15. A non-transitory computer-readable storage medium, the non-transitory computer-readable storage medium including instructions, wherein execution of the instructions by a processor causes the processor to:
monitor an identity dataset associated with one or more entities;
generate a normalized dataset based on the identity dataset and an input format associated with a trained machine learning model;
process the normalized dataset using the trained machine learning model to identify one or more errors within the normalized dataset;
generate a data quality score for the normalized dataset based on the one or more errors identified within the normalized dataset; and
output the data quality score for the normalized dataset.
16. The non-transitory computer-readable storage medium of claim 15, wherein the execution of the instructions causes the processor to:
provide an alert to a device associated with the one or more entities based on the data quality score exceeding a predetermined threshold.
17. The non-transitory computer-readable storage medium of claim 15, wherein the execution of the instructions causes the processor to:
correct the one or more errors within the normalized dataset to generate a corrected dataset.
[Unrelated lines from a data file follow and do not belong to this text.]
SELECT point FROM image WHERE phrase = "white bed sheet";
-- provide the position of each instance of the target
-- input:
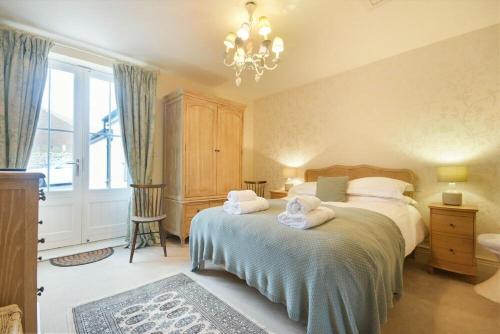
(405, 216)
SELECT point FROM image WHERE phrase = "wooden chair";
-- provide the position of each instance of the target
(149, 208)
(258, 186)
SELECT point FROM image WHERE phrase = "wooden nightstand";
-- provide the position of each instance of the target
(279, 193)
(453, 238)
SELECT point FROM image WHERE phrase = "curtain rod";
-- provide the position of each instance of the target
(65, 42)
(95, 54)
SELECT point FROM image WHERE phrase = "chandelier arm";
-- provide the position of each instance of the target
(229, 64)
(270, 68)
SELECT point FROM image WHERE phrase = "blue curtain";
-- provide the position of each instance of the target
(23, 70)
(135, 90)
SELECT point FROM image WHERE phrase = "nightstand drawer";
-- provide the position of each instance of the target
(450, 254)
(462, 225)
(455, 243)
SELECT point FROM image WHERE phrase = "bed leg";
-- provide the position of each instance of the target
(200, 267)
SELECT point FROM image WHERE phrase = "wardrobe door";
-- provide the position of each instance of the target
(200, 121)
(229, 149)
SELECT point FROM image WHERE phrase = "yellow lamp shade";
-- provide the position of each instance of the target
(289, 172)
(452, 174)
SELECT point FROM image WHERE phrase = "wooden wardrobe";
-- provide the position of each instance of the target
(19, 196)
(202, 155)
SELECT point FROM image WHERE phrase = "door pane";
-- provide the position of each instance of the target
(39, 159)
(119, 173)
(99, 104)
(61, 99)
(61, 159)
(43, 120)
(107, 168)
(97, 162)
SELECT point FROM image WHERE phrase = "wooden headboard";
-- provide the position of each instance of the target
(356, 172)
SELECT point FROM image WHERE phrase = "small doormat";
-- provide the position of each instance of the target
(176, 304)
(82, 258)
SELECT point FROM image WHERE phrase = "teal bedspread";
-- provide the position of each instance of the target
(340, 277)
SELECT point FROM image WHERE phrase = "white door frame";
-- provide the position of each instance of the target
(95, 214)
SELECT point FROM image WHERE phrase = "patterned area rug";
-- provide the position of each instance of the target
(173, 305)
(82, 258)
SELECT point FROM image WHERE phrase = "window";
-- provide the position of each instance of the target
(85, 99)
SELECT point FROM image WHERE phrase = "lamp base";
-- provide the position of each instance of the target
(452, 198)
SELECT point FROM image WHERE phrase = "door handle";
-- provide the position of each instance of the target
(77, 165)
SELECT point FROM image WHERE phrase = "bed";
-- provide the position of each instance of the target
(339, 277)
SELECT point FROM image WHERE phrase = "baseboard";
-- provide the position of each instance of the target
(484, 266)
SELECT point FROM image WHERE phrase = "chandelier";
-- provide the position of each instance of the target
(240, 53)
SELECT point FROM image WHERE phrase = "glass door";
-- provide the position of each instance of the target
(107, 192)
(57, 154)
(79, 149)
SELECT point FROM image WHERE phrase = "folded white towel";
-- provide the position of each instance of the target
(315, 217)
(241, 195)
(239, 208)
(302, 204)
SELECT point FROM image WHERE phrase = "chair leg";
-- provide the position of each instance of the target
(136, 227)
(163, 238)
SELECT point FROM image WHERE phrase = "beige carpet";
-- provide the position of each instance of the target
(438, 303)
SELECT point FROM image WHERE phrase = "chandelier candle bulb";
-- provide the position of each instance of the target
(230, 41)
(243, 52)
(264, 26)
(244, 31)
(278, 45)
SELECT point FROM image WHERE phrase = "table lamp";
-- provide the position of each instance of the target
(289, 173)
(452, 174)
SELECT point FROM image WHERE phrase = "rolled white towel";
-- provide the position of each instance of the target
(241, 195)
(302, 204)
(315, 217)
(239, 208)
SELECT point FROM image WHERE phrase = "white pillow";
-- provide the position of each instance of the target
(306, 188)
(404, 199)
(377, 187)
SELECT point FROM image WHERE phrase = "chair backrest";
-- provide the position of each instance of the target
(148, 199)
(258, 187)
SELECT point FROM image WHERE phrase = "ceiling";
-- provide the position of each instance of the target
(322, 37)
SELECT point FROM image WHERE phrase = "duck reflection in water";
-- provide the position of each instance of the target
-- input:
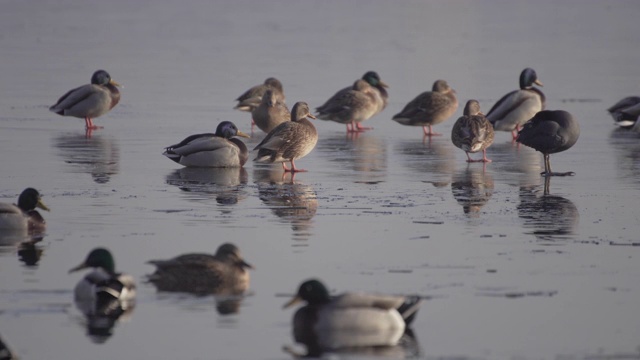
(224, 275)
(292, 201)
(353, 323)
(551, 217)
(226, 184)
(98, 156)
(433, 158)
(472, 188)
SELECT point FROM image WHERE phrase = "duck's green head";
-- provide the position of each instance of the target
(98, 258)
(102, 77)
(312, 291)
(230, 253)
(528, 77)
(227, 130)
(373, 79)
(300, 110)
(30, 199)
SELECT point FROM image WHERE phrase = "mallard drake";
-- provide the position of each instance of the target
(429, 108)
(373, 79)
(517, 107)
(473, 132)
(91, 100)
(24, 216)
(251, 98)
(351, 107)
(99, 289)
(550, 132)
(211, 150)
(350, 319)
(625, 112)
(290, 140)
(224, 273)
(271, 112)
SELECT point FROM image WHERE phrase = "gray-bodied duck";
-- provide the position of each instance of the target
(221, 149)
(90, 101)
(625, 112)
(350, 319)
(473, 132)
(351, 107)
(250, 99)
(24, 216)
(550, 132)
(380, 92)
(290, 140)
(271, 112)
(103, 286)
(429, 108)
(225, 273)
(517, 107)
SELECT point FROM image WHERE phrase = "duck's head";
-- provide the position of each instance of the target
(230, 253)
(227, 130)
(373, 79)
(30, 199)
(472, 108)
(274, 84)
(300, 111)
(441, 86)
(102, 77)
(98, 258)
(528, 77)
(312, 291)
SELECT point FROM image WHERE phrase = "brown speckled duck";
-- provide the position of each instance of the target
(429, 108)
(290, 140)
(473, 132)
(224, 273)
(91, 100)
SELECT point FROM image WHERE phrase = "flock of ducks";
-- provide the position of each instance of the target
(291, 136)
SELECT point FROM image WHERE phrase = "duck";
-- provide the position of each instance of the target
(625, 112)
(24, 216)
(473, 132)
(380, 93)
(518, 106)
(550, 132)
(350, 319)
(211, 150)
(224, 273)
(250, 99)
(290, 140)
(103, 289)
(429, 108)
(90, 101)
(271, 112)
(351, 107)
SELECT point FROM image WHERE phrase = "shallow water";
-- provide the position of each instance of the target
(510, 273)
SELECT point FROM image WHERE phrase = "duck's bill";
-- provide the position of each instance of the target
(40, 204)
(79, 267)
(295, 300)
(241, 134)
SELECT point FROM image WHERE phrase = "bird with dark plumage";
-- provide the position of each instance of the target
(250, 99)
(517, 107)
(224, 273)
(89, 101)
(211, 150)
(473, 132)
(429, 108)
(350, 319)
(290, 140)
(550, 132)
(24, 216)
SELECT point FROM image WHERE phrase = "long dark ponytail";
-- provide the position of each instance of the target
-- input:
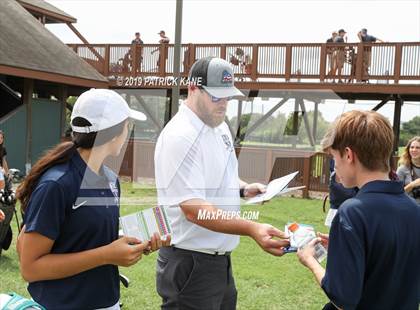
(62, 153)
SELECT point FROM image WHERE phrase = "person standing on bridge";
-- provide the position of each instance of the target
(196, 172)
(339, 55)
(138, 44)
(330, 51)
(367, 52)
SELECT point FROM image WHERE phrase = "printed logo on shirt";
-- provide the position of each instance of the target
(74, 207)
(114, 190)
(227, 142)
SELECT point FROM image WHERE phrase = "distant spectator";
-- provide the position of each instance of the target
(330, 51)
(163, 40)
(409, 170)
(339, 55)
(137, 39)
(367, 53)
(163, 37)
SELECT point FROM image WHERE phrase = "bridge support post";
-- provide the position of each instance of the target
(315, 123)
(397, 121)
(306, 121)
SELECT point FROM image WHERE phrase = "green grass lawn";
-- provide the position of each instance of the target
(263, 281)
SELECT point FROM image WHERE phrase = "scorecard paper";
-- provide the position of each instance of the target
(274, 188)
(142, 225)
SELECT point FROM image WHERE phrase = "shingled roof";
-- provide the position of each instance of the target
(52, 13)
(28, 49)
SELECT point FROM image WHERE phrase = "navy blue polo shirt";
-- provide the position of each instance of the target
(338, 193)
(374, 250)
(79, 210)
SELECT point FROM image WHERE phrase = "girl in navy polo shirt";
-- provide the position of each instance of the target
(69, 250)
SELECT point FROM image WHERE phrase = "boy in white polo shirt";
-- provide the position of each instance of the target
(196, 173)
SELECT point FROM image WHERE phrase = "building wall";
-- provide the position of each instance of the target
(46, 131)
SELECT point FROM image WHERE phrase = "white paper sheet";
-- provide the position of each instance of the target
(274, 188)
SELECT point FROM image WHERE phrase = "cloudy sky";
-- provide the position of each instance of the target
(216, 21)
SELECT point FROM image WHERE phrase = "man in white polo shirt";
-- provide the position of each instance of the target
(196, 172)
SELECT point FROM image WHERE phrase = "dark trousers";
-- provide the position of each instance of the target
(192, 280)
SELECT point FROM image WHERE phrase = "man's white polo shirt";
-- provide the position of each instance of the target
(193, 160)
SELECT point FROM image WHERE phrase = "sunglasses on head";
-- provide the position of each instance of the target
(215, 99)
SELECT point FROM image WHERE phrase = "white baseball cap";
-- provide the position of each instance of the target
(103, 108)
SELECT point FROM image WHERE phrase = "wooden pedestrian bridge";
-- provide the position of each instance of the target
(394, 67)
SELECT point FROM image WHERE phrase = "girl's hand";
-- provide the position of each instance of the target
(125, 251)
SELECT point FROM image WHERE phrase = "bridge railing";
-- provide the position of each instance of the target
(289, 62)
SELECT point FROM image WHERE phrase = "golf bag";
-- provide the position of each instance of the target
(8, 206)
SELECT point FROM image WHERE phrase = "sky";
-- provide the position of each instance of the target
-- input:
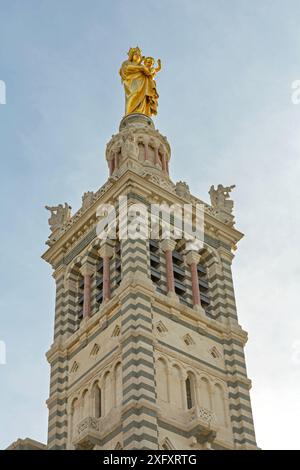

18. The non-transitory computer-readable storage medium of claim 17, wherein the execution of the instructions causes the processor to:
generate an adjusted data quality score based on the corrected dataset, wherein the adjusted data quality score differs from the data quality score.
19. The non-transitory computer-readable storage medium of claim 15, wherein, to generate the data quality score, the execution of the instructions causes the processor to:
analyze the normalized dataset and the one or more errors using to second trained machine learning model to generate the data quality score.
20. The non-transitory computer-readable storage medium of claim 15, wherein the execution of the instructions causes the processor to:
dynamically update the normalized dataset as data in the identity dataset continues to be monitored over time;
dynamically identify at least one additional error in the normalized dataset as the data in the identity dataset continues to be monitored over time; and
dynamically update the data quality score for the normalized dataset as the data in the identity dataset continues to be monitored over time.